Publications
F. Isaila, J. G. Blas, J. Carretero, R. Latham, and R. Ross, "Design and Evaluation of Multiple Level Data Staging for Blue Gene Systems," Preprint ANL/MCS-P1789-0910, September 2010. [pdf]
Parallel applications currently suffer from a significant
imbalance between computational power and available I/O
bandwidth. Additionally, the hierarchical organization of current
Petascale systems contributes to an increase of the I/O subsystem
latency.
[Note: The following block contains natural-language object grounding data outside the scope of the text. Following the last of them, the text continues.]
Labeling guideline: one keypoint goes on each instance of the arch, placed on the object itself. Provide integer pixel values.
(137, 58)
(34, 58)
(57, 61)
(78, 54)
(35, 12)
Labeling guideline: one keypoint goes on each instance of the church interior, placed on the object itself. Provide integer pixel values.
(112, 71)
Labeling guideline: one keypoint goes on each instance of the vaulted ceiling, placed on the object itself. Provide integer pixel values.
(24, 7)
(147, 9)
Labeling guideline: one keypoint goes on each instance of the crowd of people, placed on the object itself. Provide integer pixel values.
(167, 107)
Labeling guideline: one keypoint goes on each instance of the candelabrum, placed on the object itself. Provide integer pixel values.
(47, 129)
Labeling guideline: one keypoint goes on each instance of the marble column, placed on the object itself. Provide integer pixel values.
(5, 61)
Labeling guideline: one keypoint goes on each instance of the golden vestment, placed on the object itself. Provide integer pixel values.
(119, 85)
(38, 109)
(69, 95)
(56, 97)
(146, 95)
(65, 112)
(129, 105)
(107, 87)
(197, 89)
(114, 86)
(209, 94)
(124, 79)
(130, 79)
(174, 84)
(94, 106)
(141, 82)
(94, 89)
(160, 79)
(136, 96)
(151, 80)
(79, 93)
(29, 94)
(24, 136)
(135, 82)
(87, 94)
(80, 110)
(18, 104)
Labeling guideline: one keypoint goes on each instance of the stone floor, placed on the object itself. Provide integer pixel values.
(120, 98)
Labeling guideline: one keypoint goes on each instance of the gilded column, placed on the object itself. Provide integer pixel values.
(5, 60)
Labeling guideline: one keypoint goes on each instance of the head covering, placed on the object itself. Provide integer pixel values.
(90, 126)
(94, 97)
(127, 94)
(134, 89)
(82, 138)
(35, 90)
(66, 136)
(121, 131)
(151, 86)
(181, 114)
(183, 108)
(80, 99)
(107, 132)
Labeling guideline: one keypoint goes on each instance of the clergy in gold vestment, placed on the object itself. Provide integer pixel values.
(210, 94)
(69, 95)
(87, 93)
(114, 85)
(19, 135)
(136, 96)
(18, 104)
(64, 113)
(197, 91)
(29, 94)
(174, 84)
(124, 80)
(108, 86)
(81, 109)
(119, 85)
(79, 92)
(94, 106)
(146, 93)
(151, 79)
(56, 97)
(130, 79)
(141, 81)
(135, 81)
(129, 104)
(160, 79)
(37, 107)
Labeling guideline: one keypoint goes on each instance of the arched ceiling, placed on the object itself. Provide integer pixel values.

In these hierarchies, file access involves pipelining data
through several networks with incremental latencies and higher
probability of congestion. Future Exascale systems are likely to
share this trait.
This paper presents a scalable parallel I/O software system
designed to transparently hide the latency of file system accesses
to applications on these platforms. Our solution takes advantage of the hierarchy of networks involved in file accesses, to maximize the degree of overlap between computation, file I/O-related communication and file system access. We describe and evaluate a two-level hierarchy for Blue Gene systems consisting of client-side and I/O node-side caching. Our file cache management modules coordinate the data staging between application and storage through the Blue Gene networks. The experimental results demonstrate that our architecture achieves significant performance improvements through a high degree of overlap between computation, communication, and file I/O.